Saturday, January 29, 2022

Greater Turan will Never Include ‘Northern Turks,’ Barashkova Says

Paul Goble

            Staunton, Dec. 9 – Russians are still reacting with horror to the map of the Turkic world Turkish President Recep Taiyip Erdogan was recently shown standing in front of. It shows a Turkic world consisting of much of the Caucasus, nearly all of Central Asia, and a large swath of Russia extending to Sakha, a republic larger than all the EU countries taken together.

            Varya Barashkova, a Russian who wrote a well-received book about the Trans-Siberian railway four years ago and who blogs under the screen name “Khen Shira,” says that those who take Erdogan’s map seriously forget something very important: “Turks are quite varied” (новаяевразия.рф/статья/348).

            “For example,” she says, “our Northern Turks are Yakuts. They neither historically nor civilizationally have anything in common with the Turks. The North is the North; the South is the south … and all or peoples living on the territory of the present-day Russian Federation and earlier in the Soviet Union long ago were firmly integrated with the Russian world.”

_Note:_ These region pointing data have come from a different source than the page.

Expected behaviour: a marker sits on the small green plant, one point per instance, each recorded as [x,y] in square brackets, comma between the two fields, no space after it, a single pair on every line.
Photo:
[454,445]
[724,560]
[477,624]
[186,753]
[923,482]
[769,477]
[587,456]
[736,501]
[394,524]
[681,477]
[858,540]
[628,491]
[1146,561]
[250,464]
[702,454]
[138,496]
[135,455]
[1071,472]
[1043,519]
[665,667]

            But shortcomings in the work of the Russian Federation over the last 30 years, especially with young people, have provided an opening for Turkey and China. Those two outside powers can play up the increasingly degraded education of young people among these nations and the fact that these nations, thanks to ethnic Russian decline, dominate local populations.

            More than that, however, the degradation of education among Russians means that many of them feel superior to the Asiatic nationalities of the Russian Federation, something that the latter feel deeply offended by and that opens the way for outsiders to talk about peeling them away from the Russian world of which they are a part.

            The economic development of these peoples is not enough, Barashkova says. “An individual needs respect from others.” If he or she doesn’t receive that, no amount of money is enough to make up for its absence. Turkey and China can play on that and could succeed if Russia and Russians don’t change course.

            What is needed, the blogger continues, is an ideology that recognizes that reality and a new class of educated people who will return and help fill the void in Siberia and the Russian Far East left by the departure of their ancestors. But despite these problems, she remains an optimist at least for now.

            “We are a single Russian world, a single Eurasian world. The Yakuts, Altaians and Buryats are Russo-centric. Our union has been tested over centuries. [And] in terms of civilization, we are close to one another. All these peoples grew up in Russian culture and on the common idea of the construction of a new world.”